04 Functional Inference
Jupyter notebook from the SSO Subsurface Community Ecology — Spatial Structure, Functional Gradients, and Hydrogeological Drivers project.
NB04: Functional Inference from Taxonomy (Multi-Resolution)¶
Goal: Infer functional gradients across the SSO grid at three taxonomic resolutions:
- Phylum-level trait mapping (91.5% coverage, 8 traits, 20 phyla)
- Class-level trait mapping (84.6% coverage, finer splits within Proteobacteria, Firmicutes, Chloroflexi)
- Genus-level functional annotations (44% coverage, but highest specificity — maps to known subsurface biogeochemical roles)
Rationale: Phylum-level blends functionally distinct lineages. Class-level splits key groups. Genus-level provides the most ecologically interpretable signal — many SSO genera are textbook subsurface organisms with known roles at Oak Ridge.

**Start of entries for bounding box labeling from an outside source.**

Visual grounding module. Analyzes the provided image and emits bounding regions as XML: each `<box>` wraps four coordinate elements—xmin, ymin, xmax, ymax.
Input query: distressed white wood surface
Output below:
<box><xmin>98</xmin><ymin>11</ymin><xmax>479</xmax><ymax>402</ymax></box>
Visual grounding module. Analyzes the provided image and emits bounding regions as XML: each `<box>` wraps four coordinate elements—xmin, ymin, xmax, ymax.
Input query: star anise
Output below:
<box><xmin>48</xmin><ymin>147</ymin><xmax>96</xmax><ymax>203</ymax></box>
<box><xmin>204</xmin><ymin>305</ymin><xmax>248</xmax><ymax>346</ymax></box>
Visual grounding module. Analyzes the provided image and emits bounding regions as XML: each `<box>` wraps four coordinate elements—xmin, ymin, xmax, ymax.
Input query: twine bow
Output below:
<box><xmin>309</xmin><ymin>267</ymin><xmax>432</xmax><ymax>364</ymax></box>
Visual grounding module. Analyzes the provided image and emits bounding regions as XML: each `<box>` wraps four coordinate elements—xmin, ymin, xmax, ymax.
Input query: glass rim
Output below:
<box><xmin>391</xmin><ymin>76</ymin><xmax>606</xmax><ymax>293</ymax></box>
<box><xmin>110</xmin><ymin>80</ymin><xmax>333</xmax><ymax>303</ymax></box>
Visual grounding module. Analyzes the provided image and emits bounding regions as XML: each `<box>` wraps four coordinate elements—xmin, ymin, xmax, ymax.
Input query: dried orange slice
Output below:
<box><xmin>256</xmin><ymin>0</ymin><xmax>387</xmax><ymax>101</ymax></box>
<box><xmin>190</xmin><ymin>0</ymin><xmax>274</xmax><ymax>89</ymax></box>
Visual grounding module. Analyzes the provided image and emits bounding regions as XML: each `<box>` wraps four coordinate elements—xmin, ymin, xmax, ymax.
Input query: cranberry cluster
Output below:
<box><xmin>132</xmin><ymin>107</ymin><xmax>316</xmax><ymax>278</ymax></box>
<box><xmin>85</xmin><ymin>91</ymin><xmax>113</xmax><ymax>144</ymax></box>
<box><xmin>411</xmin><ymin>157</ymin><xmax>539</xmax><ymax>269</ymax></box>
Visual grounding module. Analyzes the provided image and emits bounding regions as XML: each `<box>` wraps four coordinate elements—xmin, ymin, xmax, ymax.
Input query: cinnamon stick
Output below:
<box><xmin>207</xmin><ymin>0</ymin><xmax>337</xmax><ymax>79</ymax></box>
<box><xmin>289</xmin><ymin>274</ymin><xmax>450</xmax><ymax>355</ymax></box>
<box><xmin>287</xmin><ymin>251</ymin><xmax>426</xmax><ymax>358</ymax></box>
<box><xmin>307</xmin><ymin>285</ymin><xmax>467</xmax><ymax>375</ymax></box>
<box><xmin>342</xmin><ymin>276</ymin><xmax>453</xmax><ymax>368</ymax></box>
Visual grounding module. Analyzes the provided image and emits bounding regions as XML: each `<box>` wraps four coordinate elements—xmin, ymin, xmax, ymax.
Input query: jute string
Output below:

Outputs: data/trait_profiles_class.csv, data/genus_function_grid.csv, figures
import pandas as pd
import numpy as np
from pathlib import Path
from scipy.stats import spearmanr
import matplotlib.pyplot as plt
import matplotlib.patches as mpatches
import seaborn as sns
import warnings
warnings.filterwarnings('ignore')
DATA = Path('../data')
FIG = Path('../figures')
GRID = {
'SSO-U1': (2, 0), 'SSO-U2': (2, 1), 'SSO-U3': (2, 2),
'SSO-M4': (1, 0), 'SSO-M5': (1, 1), 'SSO-M6': (1, 2),
'SSO-L7': (0, 0), 'SSO-L8': (0, 1), 'SSO-L9': (0, 2),
}
WELL_ORDER = ['SSO-U1', 'SSO-U2', 'SSO-U3', 'SSO-M4', 'SSO-M5', 'SSO-M6',
'SSO-L7', 'SSO-L8', 'SSO-L9']
# Load raw data
sed = pd.read_parquet(DATA / 'sso_sediment_asv.parquet')
total_abund_per_well = sed.groupby('location')['abundance'].sum()
print("Libraries and data loaded")
Libraries and data loaded
Part I: Class-Level Trait Mapping¶
Class-level resolution splits key phyla into functionally distinct lineages at 84.6% abundance coverage.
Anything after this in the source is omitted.